Można rozmawiać szczerze, choćby krytycznie, ale są granice, których nie powinno się przekraczać. To, co usłyszałam od nauczycielki, było raniące, niesprawiedliwe i przede wszystkim kompletnie nieprofesjonalne. Nikt nie wie, ile nocy nie przespałam, zastanawiając się, jak pomóc mojemu dziecku. Ile rozmów odbyłam, ile wysiłku włożyłam, żeby zrozumieć, skąd w niej takie zachowanie. Zamiast wsparcia i współpracy, dostałam coś, co zabrzmiało jak oskarżenie. Jak atak.

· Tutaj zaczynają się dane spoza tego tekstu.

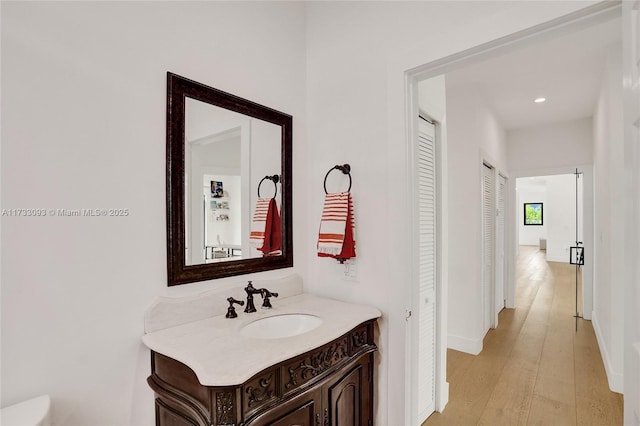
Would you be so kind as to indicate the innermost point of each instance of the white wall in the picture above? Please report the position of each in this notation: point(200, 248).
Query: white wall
point(608, 310)
point(473, 135)
point(560, 216)
point(83, 115)
point(530, 235)
point(554, 149)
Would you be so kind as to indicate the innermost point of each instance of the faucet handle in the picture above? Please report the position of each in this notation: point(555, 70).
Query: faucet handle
point(266, 294)
point(231, 310)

Nie mogłam tego tak zostawić. Wiedziałam, iż muszę zareagować – nie tylko dla siebie, ale też dla innych rodziców, którzy mogą znaleźć się w podobnej sytuacji. Umówiłam się na rozmowę z dyrektorką przedszkola. Opowiedziałam jej dokładnie, co się wydarzyło, zacytowałam słowa wychowawczyni. Nie robiłam tego, żeby komuś zaszkodzić. Chciałam tylko, żeby ktoś usłyszał, iż granice zostały przekroczone. Że jako rodzice zasługujemy na szacunek, choćby wtedy – a może zwłaszcza wtedy – gdy nasze dzieci sprawiają trudności.

To była trudna lekcja. przez cały czas nie wiem, skąd biorą się napady agresji u mojej córki. Ale wiem, iż nie przestanę z nią rozmawiać, wspierać jej, szukać pomocy. I wiem też, iż nie pozwolę, żeby ktoś mnie upokarzał, sugerując, iż jestem złą matką. Bo robię wszystko, co w mojej mocy".

(Imiona bohaterów zostały zmienione).